Baptiste, père et anti « No Kids » revendiqué : « Oui, les enfants sont turbulents, mais cette turbulence a de la valeur »
Dans le cadre de notre série en cinq épisodes sur le débat « Kids or no kids », nous rencontrons Baptiste, un père de famille de 40 ans installé en Bretagne, qui s'oppose fermement à la tendance « no kids ». Ouvrier viticole et père de trois garçons âgés de 11 ans, 9 ans et 2 ans et demi, Baptiste chemine intellectuellement tout en élevant ses enfants. Pour lui, ce mouvement n'est rien d'autre qu'un concept marketing visant à diviser la société et à vendre toujours plus cher des espaces exclusifs.

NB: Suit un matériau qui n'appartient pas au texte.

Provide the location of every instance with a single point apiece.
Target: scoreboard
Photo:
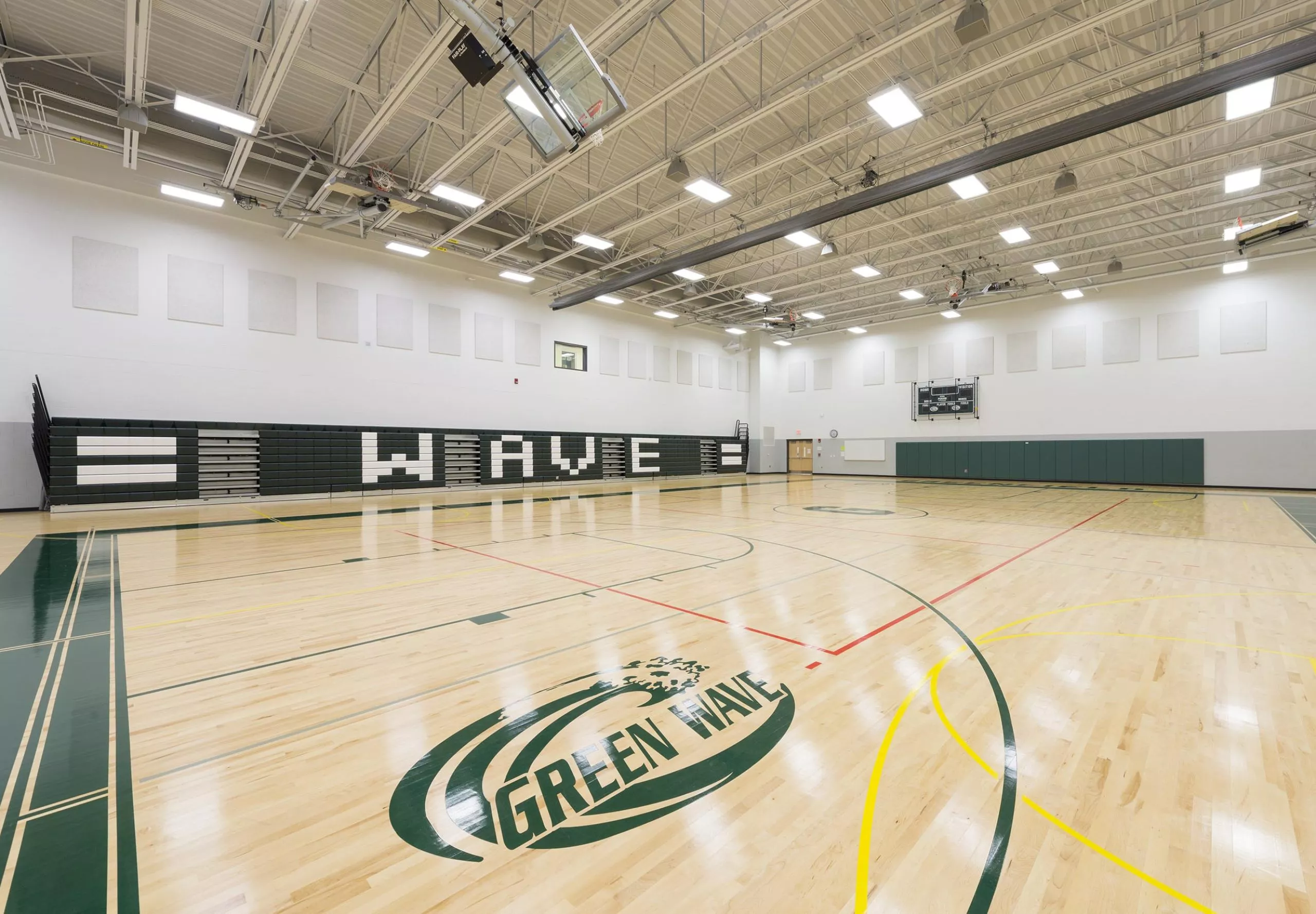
(952, 399)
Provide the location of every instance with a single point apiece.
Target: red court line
(972, 580)
(624, 594)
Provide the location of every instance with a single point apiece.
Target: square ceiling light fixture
(1249, 99)
(702, 187)
(191, 196)
(895, 107)
(226, 117)
(1242, 180)
(803, 239)
(967, 189)
(593, 241)
(410, 250)
(457, 195)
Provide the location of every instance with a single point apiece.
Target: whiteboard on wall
(865, 449)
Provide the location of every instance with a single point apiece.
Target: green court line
(125, 817)
(1301, 510)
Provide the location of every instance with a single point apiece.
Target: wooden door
(799, 455)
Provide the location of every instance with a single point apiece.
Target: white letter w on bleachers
(565, 463)
(373, 469)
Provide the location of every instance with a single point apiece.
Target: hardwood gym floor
(766, 695)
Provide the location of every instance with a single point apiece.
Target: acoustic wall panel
(795, 378)
(1242, 328)
(195, 291)
(1122, 341)
(527, 335)
(662, 363)
(1177, 336)
(445, 331)
(394, 321)
(981, 357)
(610, 356)
(1069, 348)
(685, 368)
(1021, 352)
(104, 277)
(941, 361)
(489, 337)
(874, 368)
(271, 303)
(821, 374)
(907, 364)
(636, 362)
(337, 314)
(707, 370)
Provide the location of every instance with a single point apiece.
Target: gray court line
(398, 701)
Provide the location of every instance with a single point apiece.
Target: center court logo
(680, 743)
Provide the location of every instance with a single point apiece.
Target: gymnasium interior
(617, 456)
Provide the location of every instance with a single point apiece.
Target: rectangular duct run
(462, 460)
(707, 458)
(614, 458)
(228, 462)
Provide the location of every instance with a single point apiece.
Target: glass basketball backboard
(584, 94)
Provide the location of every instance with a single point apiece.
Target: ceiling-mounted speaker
(973, 23)
(677, 170)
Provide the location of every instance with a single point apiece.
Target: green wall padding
(1127, 461)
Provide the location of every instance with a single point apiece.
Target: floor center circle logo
(682, 743)
(835, 509)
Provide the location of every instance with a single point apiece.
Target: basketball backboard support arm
(502, 50)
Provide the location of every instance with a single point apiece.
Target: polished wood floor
(915, 698)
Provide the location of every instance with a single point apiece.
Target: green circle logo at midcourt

Un concept marketing qui divise
Baptiste compare le « no kids » à d'autres courants similaires, comme le « DINK » (Double Income, No Kid) aux États-Unis, qui vantent les mérites d'une vie sans enfants pour voyager et accumuler des richesses. « Pour moi, le “no kids” est un vieux serpent de mer », affirme-t-il. « Quand l'affaire des wagons sans enfants de la SNCF a surgi, j'ai eu l'impression de relire les mêmes âneries qu'il y a quelques années. » Il souligne que cette tendance crée une fracture sociale inutile, en opposant les parents aux non-parents.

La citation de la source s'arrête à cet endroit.